I Am Taller Than Everyone I See

It may not be obvious at first but is possible to show that;

${ P }_{ N }={ P }_{ N-1 }+\frac { 1 }{ N }$

Let us consider the last person, this person has $\frac { 1 }{ N }$ of being the tallest. Which gives you $1+{ P }_{ N-1 }$ people who are able to give this statement.

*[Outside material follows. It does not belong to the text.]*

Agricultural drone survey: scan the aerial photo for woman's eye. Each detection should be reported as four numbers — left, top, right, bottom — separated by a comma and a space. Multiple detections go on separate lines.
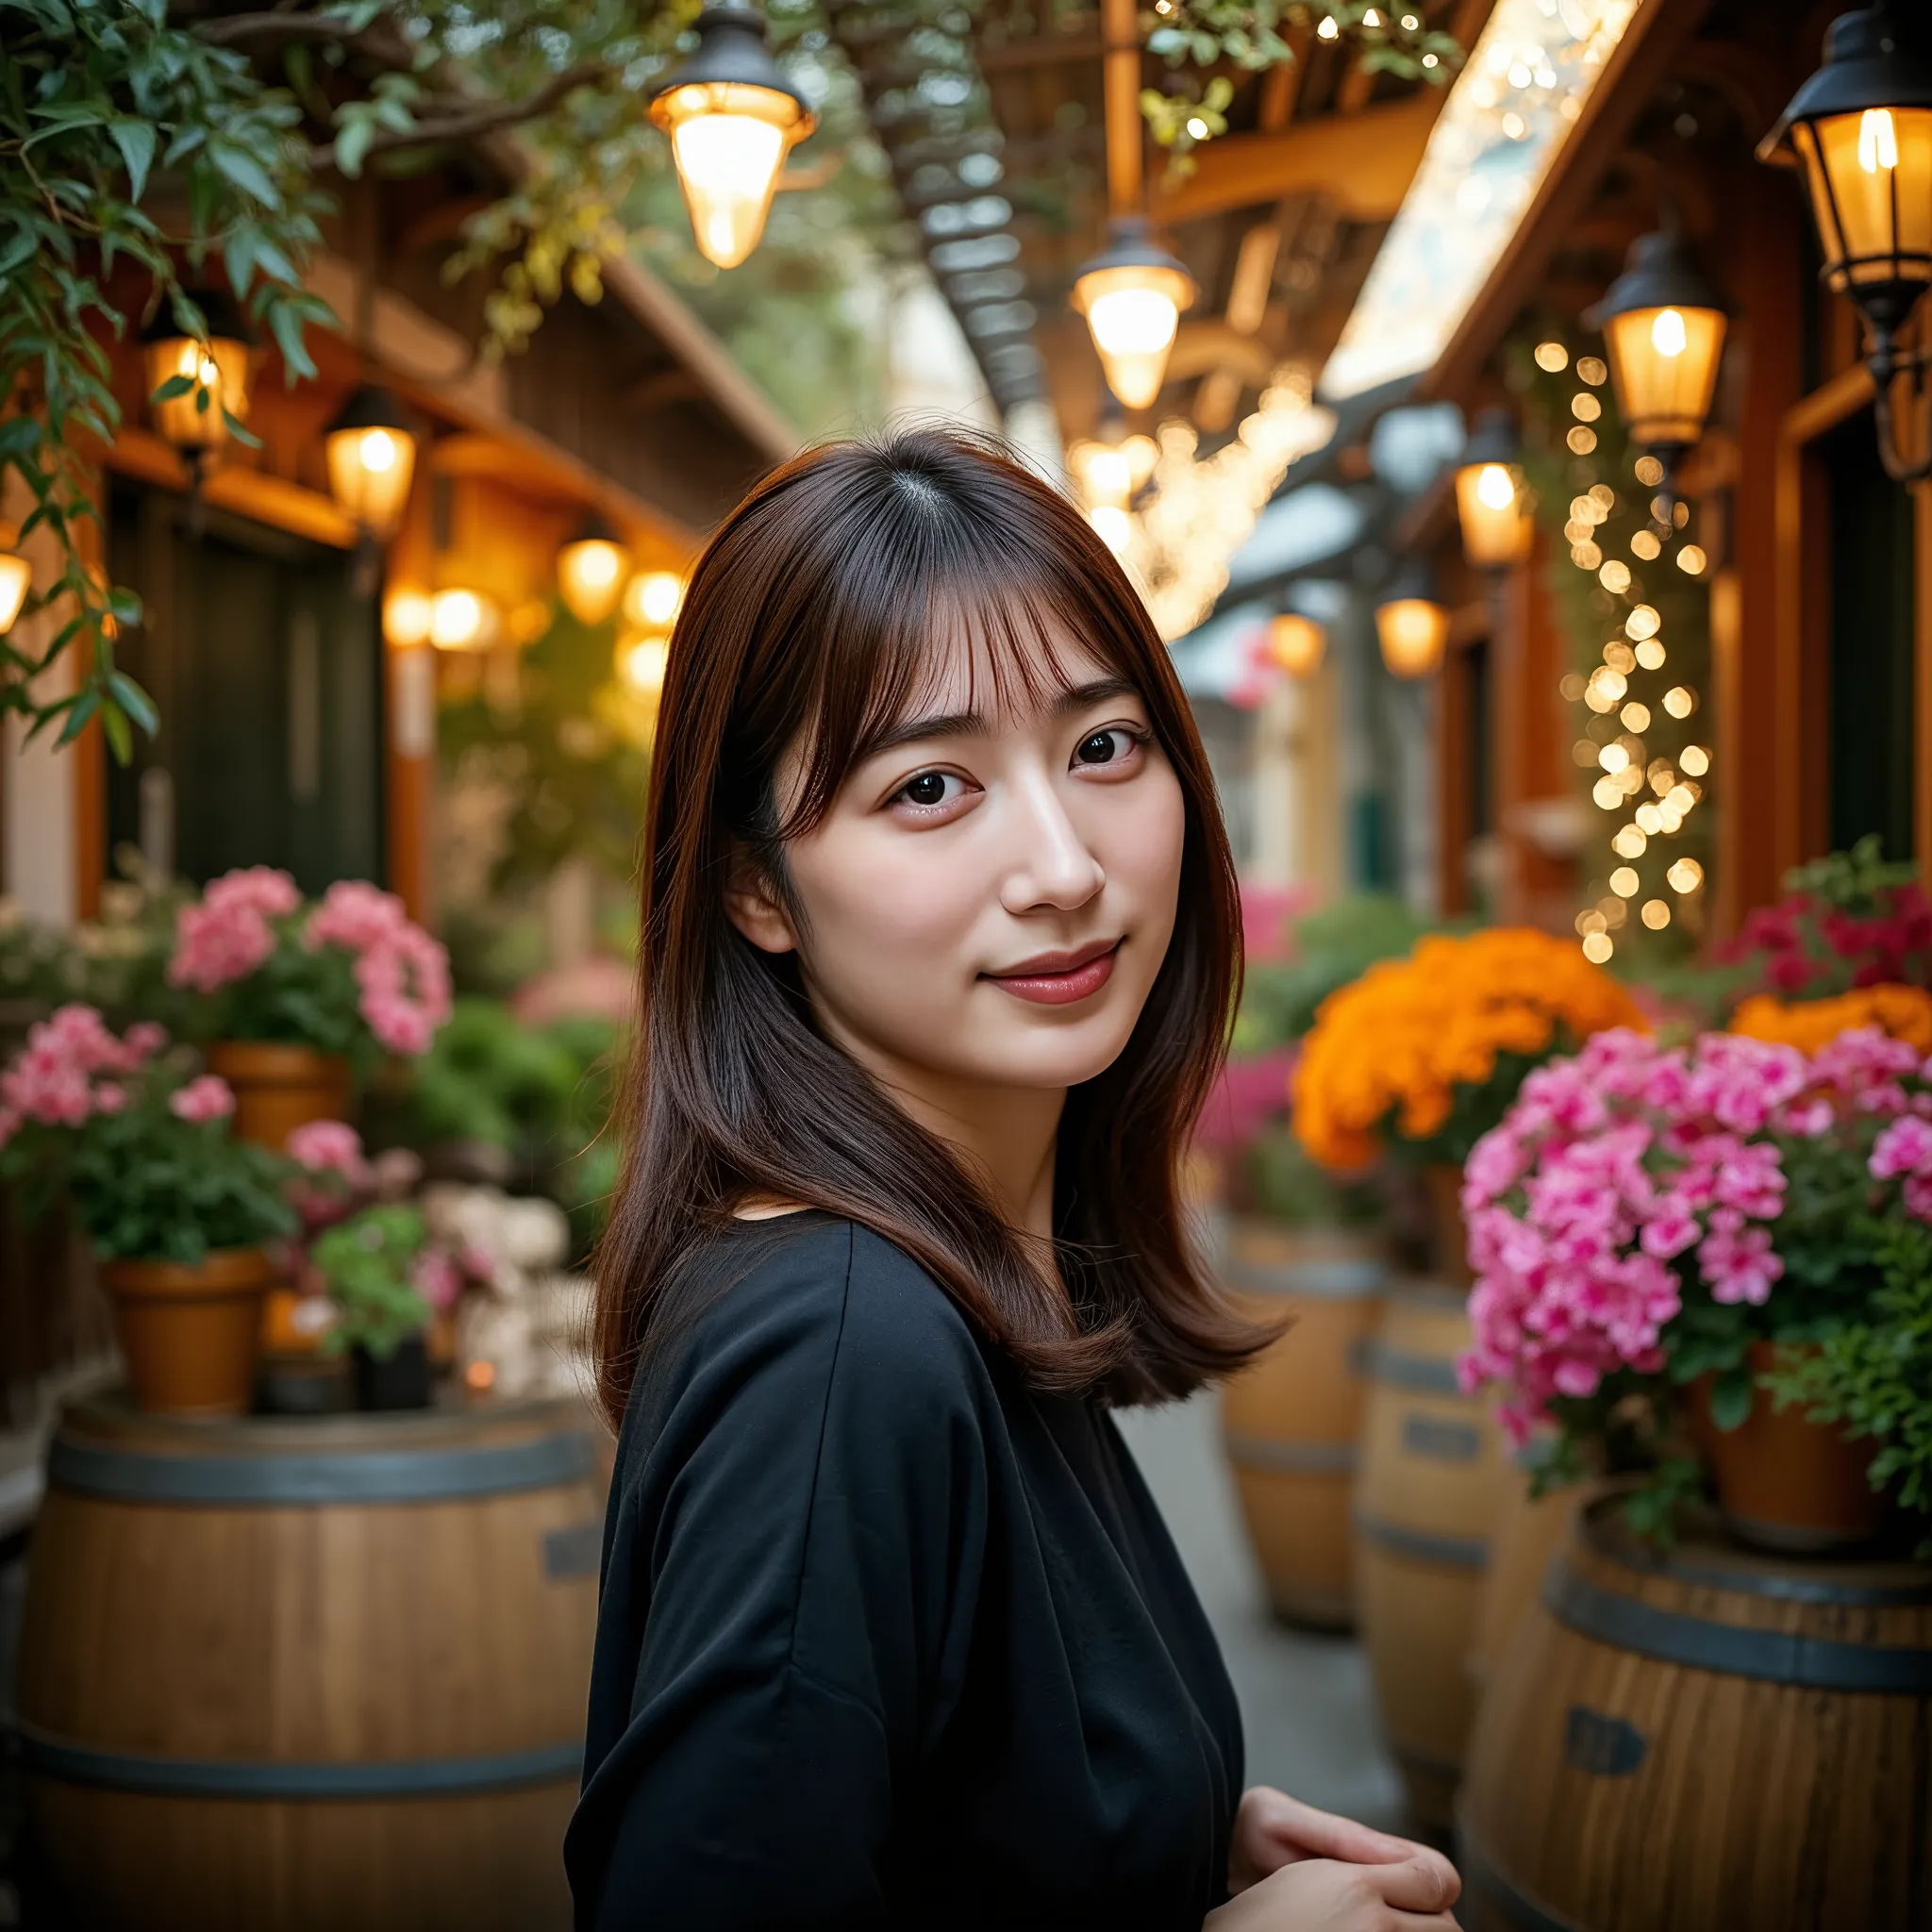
1074, 727, 1140, 768
894, 770, 963, 809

If we consider everyone except the last person, that is $N-1$ , you get ${ P }_{ N-1 }$ who are able to give this statement.So in fact we get,

${ P }_{ N }={ P }_{ N-1 }+\frac { 1 }{ N }$

also for ${ P }_{ N-1 }$ by the same method

${ P }_{ N-1 }={ P }_{ N-2 }+\frac { 1 }{ N-1 }$

Inductively we get

${ P }_{ N }=1+\frac { 1 }{ 2 } +\frac { 1 }{ 3 } +\frac { 1 }{ 4 } .............\frac { 1 }{ N }$

which is essentially a finite harmonic series in the form

$\sum _{ k=1 }^{ N }{ \frac { 1 }{ k } }$

$\left\lfloor \left( 1000 \right) \sum _{ k=1 }^{ 200 }{ \frac { 1 }{ k } } -\sum _{ k=1 }^{ 198 }{ \frac { 1 }{ k } } \right\rfloor =\left\lfloor 1000\left( \frac { 1 }{ 199 } +\frac { 1 }{ 200 } \right) \right\rfloor =10$

Let the people be $\alpha_1 \cdots \alpha_N$ , where $\alpha_1$ is the first person in line and $\alpha_N$ is the last person in line. For each $1 \leq i \leq n$ , let $X_i$ be equal to 1 if person $\alpha_i$ is taller than everyone in front of him, and 0 otherwise. Then $P_N = X_1 + \cdots X_n$ . The average value of $P_N$ is the same as the expected value of $P_N$ . The expected value of any $X_i$ is just $\frac{1}{i}$ because it is just the probability that in the first $i$ people, $\alpha_i$ is the tallest, and any person in this set of people is equally likely to be the tallest. Thus, by the linearity of expectation, we see that the expected value, or average, of $P_N$ is just the sum of the first $n$ terms of the harmonic series, and now it is very easy to numerically compute that answer, which comes out to 10.